Fosil Kayıtları: Ara Formlardan Eser Yok

Evrim teorisinin iddia ettiği senaryonun yaşanmış olmadığının en açık göstergesi ise fosil kayıtlarıdır.
Evrim teorisine göre bütün canlılar birbirlerinden türemişlerdir. Önceden var olan bir canlı türü, zamanla bir diğerine dönüşmüş ve bütün türler bu şekilde ortaya çıkmışlardır. Teoriye göre bu dönüşüm yüz milyonlarca senelik uzun bir zaman dilimini kapsamış ve kademe kademe ilerlemiştir.
Bu durumda, iddia edilen uzun dönüşüm süreci içinde sayısız "ara türler"in oluşmuş ve yaşamış olmaları gerekir.
Örneğin geçmişte, balık özelliklerini hala taşımalarına rağmen, bir yandan da bazı sürüngen özellikleri kazanmış olan yarı balık-yarı sürüngen canlılar yaşamış olmalıdır. Ya da sürüngen özelliklerini taşırken, bir yandan da bazı kuş özellikleri kazanmış sürüngen-kuşlar ortaya çıkmış olmalıdır. Bunlar, bir geçiş sürecinde oldukları için de, sakat, eksik, kusurlu canlılar olmalıdır. Evrimciler geçmişte yaşamış olduklarına inandıkları bu teorik yaratıklara "ara-geçiş formu" adını verirler.
Eğer gerçekten bu tür canlılar geçmişte yaşamışlarsa bunların sayılarının ve çeşitlerinin milyonlarca hatta milyarlarca olması gerekir. Ve bu ucube canlıların kalıntılarına mutlaka fosil kayıtlarında rastlanması gerekir.
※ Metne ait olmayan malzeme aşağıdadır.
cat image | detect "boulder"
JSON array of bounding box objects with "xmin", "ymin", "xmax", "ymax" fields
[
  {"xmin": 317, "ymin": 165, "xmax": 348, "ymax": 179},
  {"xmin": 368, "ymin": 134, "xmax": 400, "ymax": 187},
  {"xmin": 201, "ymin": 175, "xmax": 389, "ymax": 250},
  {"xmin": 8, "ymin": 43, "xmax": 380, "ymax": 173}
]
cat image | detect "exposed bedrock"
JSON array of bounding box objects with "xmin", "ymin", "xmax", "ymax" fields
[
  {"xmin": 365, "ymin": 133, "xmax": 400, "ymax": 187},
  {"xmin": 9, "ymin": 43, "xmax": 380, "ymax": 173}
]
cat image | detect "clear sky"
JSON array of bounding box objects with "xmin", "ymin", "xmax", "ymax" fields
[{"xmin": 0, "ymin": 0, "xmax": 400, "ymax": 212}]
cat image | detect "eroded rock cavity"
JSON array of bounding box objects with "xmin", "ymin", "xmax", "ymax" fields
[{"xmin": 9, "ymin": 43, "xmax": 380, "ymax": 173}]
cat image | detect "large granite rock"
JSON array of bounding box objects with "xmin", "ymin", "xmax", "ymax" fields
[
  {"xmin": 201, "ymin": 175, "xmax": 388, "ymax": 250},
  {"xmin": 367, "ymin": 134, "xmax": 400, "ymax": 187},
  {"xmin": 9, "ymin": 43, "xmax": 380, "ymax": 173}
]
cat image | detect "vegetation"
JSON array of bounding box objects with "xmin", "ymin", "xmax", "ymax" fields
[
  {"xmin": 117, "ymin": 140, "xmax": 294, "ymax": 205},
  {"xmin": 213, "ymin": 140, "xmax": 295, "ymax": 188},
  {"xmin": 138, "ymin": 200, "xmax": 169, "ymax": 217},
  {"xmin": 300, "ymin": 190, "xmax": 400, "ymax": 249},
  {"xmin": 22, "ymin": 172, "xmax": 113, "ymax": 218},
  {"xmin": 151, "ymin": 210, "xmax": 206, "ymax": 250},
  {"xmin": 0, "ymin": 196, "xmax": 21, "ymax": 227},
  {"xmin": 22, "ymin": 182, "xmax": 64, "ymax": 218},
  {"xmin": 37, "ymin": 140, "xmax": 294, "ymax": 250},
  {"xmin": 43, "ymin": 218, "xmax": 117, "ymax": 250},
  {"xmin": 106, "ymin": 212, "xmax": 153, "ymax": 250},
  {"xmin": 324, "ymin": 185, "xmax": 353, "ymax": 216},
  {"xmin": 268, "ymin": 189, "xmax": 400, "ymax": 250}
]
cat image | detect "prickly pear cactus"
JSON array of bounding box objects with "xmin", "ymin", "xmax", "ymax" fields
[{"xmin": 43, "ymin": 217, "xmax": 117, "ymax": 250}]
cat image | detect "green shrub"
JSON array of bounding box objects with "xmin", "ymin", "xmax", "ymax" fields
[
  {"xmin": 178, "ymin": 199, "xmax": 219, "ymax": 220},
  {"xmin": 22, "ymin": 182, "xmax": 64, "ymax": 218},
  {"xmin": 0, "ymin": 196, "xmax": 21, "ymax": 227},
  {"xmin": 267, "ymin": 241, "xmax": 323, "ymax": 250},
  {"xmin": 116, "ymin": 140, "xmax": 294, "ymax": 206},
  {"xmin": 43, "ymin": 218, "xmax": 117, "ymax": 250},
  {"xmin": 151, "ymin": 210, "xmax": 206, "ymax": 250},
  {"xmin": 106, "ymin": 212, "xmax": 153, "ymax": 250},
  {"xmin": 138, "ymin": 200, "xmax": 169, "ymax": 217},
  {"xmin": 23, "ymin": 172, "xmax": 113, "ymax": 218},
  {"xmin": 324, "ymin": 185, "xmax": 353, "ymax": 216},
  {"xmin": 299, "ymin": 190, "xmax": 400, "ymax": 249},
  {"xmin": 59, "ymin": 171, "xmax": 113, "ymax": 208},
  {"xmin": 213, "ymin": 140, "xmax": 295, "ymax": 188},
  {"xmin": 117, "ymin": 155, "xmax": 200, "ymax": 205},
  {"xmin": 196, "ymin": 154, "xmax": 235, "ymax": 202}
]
Darwin, Türlerin Kökeni'nde bunu şöyle açıklamıştır:
Eğer teorim doğruysa, türleri birbirine bağlayan sayısız ara-geçiş çeşitleri mutlaka yaşamış olmalıdır... Bunların yaşamış olduklarının kanıtları da sadece fosil kalıntıları arasında bulunabilir. (Charles Darwin, The Origin of Species: A Facsimile of the First Edition, Harvard University Press, 1964, s. 179)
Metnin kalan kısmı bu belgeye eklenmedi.